Travelling by Southern Rail was all consuming. Every day was punctuated by squeezing into a tin can filled with soul-dead husks who, like him, used to believe life would offer them something more appealing.

‘Oh, Gavin, you’ll cope. When it comes down to it, we all cope.’
___

Gavin’s character isn’t based on anyone in particular. He’s an amalgam of a lot of people I know. People who were ‘coping’ back then. Or not.

They used to get up at ridiculous-o’clock every weekday morning to commute from Brighton to London. They’d arrive home at ridiculous-o’clock late every evening, only experiencing their children as shadowy sleep beings, barely real. 
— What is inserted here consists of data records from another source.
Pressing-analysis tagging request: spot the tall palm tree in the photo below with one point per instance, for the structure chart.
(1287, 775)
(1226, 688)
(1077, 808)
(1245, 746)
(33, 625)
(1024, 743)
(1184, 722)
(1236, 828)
At weekends, they’d do their best to squeeze a week’s worth of parenting into two days, despite being utterly exhausted. God knows how they found time for their relationships, let alone any time for themselves.

Covid changed everything. WFH and hybrid working are Genies that are well and truly out of the bottle now – but let’s not pretend for a second they are perfect, either. All of these models need work and effort, flexibility and trust from employers and employees alike. The problem isn’t solved yet.

But just because it’s challenging, let’s not rush headlong into thinking ‘the sooner things go back to how they were before, the better’. For far too many people, that’s simply not true.